Improv actors spontaneously invent everything as they go along.
It did not look to be a promising evening.

The crowd at the Manila Improv Fest was a somber-looking lot. The Philippine Education Theater Association (PETA) Phinma Theater’s lobby looked a mortician's version of a festival. Everyone was reserved and dignified. You could practically feel the chill.

This isn't the ideal kind of audience energy needed on the night of an improvisational theater performance, or improv for short. It's the kind of show where, though there is a basic idea or theme, the actors spontaneously invent everything as they go along.

Such a set-up can make for a surprising and hilarious show, but it works best with an audience open to anything.

Fortunately, things began to thaw once inside the theater.

Opening act

The transformation was complete once Aryn Cristobal of Silly People’s Improv Theater (SPIT), together with the other Filipino actors, took to the stage for a start-up game. The crowd went from poised to boisterous while loudly participating in everything, even the risqué jokes.

It suddenly it felt like a noontime show in the middle of the night.

But SPIT wasn't the only troupe on the stage that night. Some foreign improv groups got to demo their improv chops, among them the Beijing and Xiamen Improvs. Although these groups are based in China, their members were not all necessarily Chinese. Both groups had Caucasian actors.

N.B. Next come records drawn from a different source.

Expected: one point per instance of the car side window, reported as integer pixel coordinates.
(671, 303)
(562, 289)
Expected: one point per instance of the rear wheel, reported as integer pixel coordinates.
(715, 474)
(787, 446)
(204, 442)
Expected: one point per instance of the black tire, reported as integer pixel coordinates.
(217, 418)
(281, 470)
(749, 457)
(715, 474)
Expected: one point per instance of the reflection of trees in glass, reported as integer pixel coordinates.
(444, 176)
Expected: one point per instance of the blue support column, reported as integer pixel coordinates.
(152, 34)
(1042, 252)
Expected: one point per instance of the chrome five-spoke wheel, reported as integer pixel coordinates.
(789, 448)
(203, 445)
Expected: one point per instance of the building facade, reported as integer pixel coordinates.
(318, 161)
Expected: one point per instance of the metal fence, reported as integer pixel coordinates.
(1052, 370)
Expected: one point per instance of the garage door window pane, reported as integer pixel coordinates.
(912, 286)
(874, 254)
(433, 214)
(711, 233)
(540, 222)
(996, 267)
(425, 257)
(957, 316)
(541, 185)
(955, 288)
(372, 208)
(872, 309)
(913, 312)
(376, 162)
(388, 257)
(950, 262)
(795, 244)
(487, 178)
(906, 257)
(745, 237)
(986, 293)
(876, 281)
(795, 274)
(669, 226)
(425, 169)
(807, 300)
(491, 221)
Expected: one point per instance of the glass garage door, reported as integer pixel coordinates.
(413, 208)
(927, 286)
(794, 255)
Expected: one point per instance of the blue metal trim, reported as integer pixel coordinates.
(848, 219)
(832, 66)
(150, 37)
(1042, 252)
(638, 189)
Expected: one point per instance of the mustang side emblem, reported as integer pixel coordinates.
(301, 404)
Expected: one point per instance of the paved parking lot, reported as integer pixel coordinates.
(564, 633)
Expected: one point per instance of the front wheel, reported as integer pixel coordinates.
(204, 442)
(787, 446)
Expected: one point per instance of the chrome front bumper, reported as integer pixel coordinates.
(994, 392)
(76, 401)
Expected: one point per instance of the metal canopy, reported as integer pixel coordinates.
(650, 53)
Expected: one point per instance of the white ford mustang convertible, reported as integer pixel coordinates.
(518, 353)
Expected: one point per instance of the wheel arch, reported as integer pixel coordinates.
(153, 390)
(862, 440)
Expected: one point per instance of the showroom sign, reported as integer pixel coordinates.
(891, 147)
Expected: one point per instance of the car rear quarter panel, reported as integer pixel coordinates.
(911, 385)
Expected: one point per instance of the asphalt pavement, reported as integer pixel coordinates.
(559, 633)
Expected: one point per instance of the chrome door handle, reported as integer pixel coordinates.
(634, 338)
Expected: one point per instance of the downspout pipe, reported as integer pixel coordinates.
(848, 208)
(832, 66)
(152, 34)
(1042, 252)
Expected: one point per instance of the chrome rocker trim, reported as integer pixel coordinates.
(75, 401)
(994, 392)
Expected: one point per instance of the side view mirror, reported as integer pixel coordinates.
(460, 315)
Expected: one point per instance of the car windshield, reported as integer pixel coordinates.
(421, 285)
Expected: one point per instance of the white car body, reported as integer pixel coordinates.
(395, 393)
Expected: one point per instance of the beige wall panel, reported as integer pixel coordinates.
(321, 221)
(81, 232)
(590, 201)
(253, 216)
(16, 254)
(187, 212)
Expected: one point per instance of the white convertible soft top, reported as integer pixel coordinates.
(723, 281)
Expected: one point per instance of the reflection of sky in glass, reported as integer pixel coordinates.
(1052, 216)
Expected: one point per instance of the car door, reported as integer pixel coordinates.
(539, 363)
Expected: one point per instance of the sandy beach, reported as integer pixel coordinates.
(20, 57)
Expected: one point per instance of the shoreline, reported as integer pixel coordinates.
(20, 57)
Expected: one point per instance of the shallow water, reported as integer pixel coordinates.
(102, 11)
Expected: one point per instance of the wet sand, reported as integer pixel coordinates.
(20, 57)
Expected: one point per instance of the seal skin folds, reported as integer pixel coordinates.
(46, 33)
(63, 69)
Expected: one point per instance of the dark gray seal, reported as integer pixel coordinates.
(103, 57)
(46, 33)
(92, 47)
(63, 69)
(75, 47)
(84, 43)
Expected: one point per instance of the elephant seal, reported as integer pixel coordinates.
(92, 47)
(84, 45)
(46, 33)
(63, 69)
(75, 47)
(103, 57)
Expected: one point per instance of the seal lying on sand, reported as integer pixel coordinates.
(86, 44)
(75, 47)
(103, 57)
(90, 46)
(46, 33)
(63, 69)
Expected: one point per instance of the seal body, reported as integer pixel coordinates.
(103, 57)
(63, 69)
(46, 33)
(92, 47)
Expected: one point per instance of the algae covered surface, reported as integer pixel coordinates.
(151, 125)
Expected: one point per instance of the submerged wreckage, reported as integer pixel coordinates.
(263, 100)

The first two acts by Beijing and Xiamen Improvs showcased short-form improv, which is based on theater games. They started out by asking the audience for suggestions for their show. They may ask for anything: your favorite genre, favorite movie, or even just a word to start their act with. A new game will begin after an actor says, “End scene.”

Beijing Improv showcases short-form improv.
Show highlight

However, it was our very own SPIT Manila that stole the show, and this isn't just national pride talking. Unlike the foreign improv troupes, the Filipino actors did long-form improv, coming up with an hour-long show based on a single theme.

During SPIT’s turn on stage, they asked the audience to blurt out any word they liked. Somebody shouted “period.”

And so the journey of “period” began. The group composed, on the fly, different sets of narratives based on every definition of the word: from “period,” as in "dot", to a woman’s monthly period.

There were some slow moments in the show. But even though all the improv groups were shooting from the hip, they certainly hit more than they missed.

It is very easy to surrender to the energy of an improv show and turn as silly as the actors as laugh and react and laugh again. After all, in improv, the audience is part of the act—and nobody need worry about their not being in the mood for long.